CEPENDANT, LORSQUE des masses de Juifs orientaux arrivèrent en Israël, mes espoirs s’effondrèrent. Au lieu de devenir un pont entre Israël et le monde arabe, ils devinrent les plus ardents arabophobes. Les siècles de culture judéo-musulmane furent effacés comme s’ils n’avaient jamais existé.

Pourquoi ? Étant méprisés par les ashkénazes ‟supérieurs”, les mizrahim se mirent à mépriser leur propre culture. Ils s’efforcèrent de devenir des Européens, plus anti-arabes, plus super-patriotes, plus à droite.

(Bien qu’un ami mizrahi m’ait dit un jour : nous ne voulons pas être un pont. Un pont c’est quelque chose que les gens piétinent.)

Pourtant personne ne peut échapper à ce qu’il est. La plupart des mizrahim d’Israël parlent avec un accent arabe. Ils aiment la musique arabe (présentée comme musique ‟méditerranéenne”), et n’aiment guère Mozart ou Beethoven. Leurs traits sont différents de ceux des Européens. Raisons de plus pour haïr les Arabes.

L’effacement de la culture judéo-orientale est général. Les enfants israéliens d’origine orientale n’ont aucune idée des grands écrivains et philosophes de leur tradition. Ils ne savent pas que les Croisés chrétiens qui avaient conquis la Terre Sainte massacraient musulmans et juifs sans distinction, et que les juifs et leurs voisins musulmans défendaient ensemble Jérusalem et Haïfa.

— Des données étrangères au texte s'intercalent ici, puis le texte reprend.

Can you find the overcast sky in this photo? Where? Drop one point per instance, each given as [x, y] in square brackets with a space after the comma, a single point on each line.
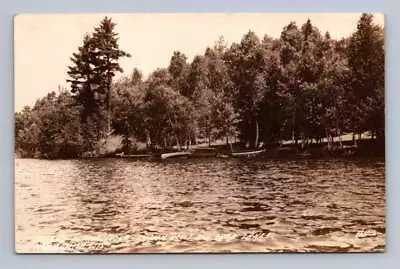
[44, 43]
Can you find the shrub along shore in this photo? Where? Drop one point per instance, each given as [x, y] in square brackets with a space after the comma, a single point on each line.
[304, 87]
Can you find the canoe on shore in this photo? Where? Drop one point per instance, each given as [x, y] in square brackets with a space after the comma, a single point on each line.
[121, 155]
[175, 154]
[203, 152]
[247, 153]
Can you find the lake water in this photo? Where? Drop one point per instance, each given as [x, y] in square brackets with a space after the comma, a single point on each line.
[199, 205]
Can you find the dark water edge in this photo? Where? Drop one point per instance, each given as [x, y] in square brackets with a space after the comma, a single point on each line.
[109, 205]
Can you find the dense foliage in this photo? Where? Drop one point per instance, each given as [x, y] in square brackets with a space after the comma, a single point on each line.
[304, 86]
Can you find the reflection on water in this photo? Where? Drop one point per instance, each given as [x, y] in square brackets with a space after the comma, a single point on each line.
[117, 205]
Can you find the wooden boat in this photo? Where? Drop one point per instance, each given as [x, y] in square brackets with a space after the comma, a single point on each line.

Le rabbin Moïse Maïmonide – le grand Rambam – est bien connu, mais seulement comme un grand rabbin, pas comme l’ami et le médecin personnel de Saladin, le plus grand des héros musulmans. Les nombreux autres intellectuels séfarades médiévaux ne sont pratiquement pas connus. Aucun d’eux ne figure sur nos billets de banque.

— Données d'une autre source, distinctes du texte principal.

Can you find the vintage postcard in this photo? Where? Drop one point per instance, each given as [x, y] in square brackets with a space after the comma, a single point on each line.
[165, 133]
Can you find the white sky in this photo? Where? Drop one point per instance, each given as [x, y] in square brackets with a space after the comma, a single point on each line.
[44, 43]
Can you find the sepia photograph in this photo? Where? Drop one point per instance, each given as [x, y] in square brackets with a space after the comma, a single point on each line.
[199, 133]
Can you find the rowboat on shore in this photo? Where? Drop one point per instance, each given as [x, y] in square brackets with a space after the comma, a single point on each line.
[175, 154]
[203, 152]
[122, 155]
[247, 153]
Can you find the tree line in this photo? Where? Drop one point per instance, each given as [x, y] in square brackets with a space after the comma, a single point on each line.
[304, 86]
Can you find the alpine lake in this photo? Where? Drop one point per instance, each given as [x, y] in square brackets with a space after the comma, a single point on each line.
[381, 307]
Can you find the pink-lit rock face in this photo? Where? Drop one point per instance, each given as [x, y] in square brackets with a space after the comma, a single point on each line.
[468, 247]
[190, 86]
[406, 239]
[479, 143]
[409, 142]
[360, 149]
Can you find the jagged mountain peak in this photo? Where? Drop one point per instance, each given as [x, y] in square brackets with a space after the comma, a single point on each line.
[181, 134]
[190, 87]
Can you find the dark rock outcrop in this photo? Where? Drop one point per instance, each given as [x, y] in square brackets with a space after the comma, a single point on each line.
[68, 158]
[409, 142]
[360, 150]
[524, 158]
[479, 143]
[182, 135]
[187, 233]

POURTANT JE suis optimiste, à cet égard aussi. Je crois qu’une nouvelle intelligentsia mizrahi cherchera à retrouver ses racines. Qu’avec l’élévation de son niveau social, les complexes sociaux cèderont le pas à un patriotisme normal. Qu’une quatrième ou cinquième génération se mettra à lutter non seulement pour l’égalité mais aussi pour la paix et l’intégration dans la région.

Comme diraient nos amis arabes : Inch Allah.

Article écrit en hébreu et en anglais, publié sur le site de Gush Shalom le 7 janvier 2018 – Traduit de l’anglais « Why I am Angry » : FL/SW]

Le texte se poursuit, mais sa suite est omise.